A deputada Ana Martins, eleita pelo círculo eleitoral dos Açores à Assembleia da República pelo Chega, questionou o Governo da República acerca da falta de meios no controlo de fronteiras no Aeroporto João Paulo II, em Ponta Delgada, segundo uma nota de imprensa divulgada ontem, domingo, 19 de abril, pelo Chega/Açores.
Num requerimento dirigido ao Ministro das Infraestruturas, Mobilidade e Habitação, a parlamentar refere que o aeroporto de Ponta Delgada conta atualmente com menos oito agentes afetos ao controlo de fronteiras, situação que, na sua perspetiva, pode comprometer a capacidade operacional e a segurança de uma das principais portas de entrada na Região.
De acordo com a mesma nota, Ana Martins questiona o Governo sobre a eventual existência de um reforço imediato de meios humanos para garantir o normal funcionamento do controlo de fronteiras naquele aeroporto, solicitando igualmente dados sobre o número atual de agentes destacados para esta função nos principais aeroportos dos Açores, em comparação com os valores registados há cinco anos.
A deputada pretende ainda saber se existe um plano estratégico para reforçar a segurança aeroportuária na Região, tendo em conta o crescimento do tráfego turístico e internacional. No requerimento, pergunta também que medidas estão a ser implementadas para assegurar que eventuais constrangimentos de recursos humanos não afetem o tempo de resposta operacional, o controlo de passageiros e a segurança das fronteiras externas da União Europeia.
Numa questão adicional, Ana Martins interroga o Governo sobre se a organização do sistema de segurança aeroportuária nos aeroportos dos Açores responde adequadamente às exigências de proteção das fronteiras externas do espaço Schengen e se foi realizada alguma avaliação operacional recente ao sistema de controlo de fronteiras na Região.

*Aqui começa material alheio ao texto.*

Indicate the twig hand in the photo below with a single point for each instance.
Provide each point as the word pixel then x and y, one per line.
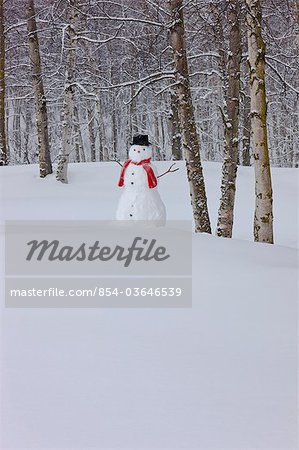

Citada na nota de imprensa, a deputada considera que os aeroportos açorianos são infraestruturas estratégicas para a mobilidade, o turismo e a segurança das fronteiras externas do espaço europeu, defendendo que “num momento em que o tráfego aéreo cresce, não é aceitável que o Governo permita falhas de recursos humanos que possam comprometer a segurança e o normal funcionamento destas infraestruturas”.
O CHEGA exige, por isso, explicações e soluções concretas “para garantir que os Açores não sejam novamente prejudicados pela falta de planeamento e investimento do Estado”, concluiu.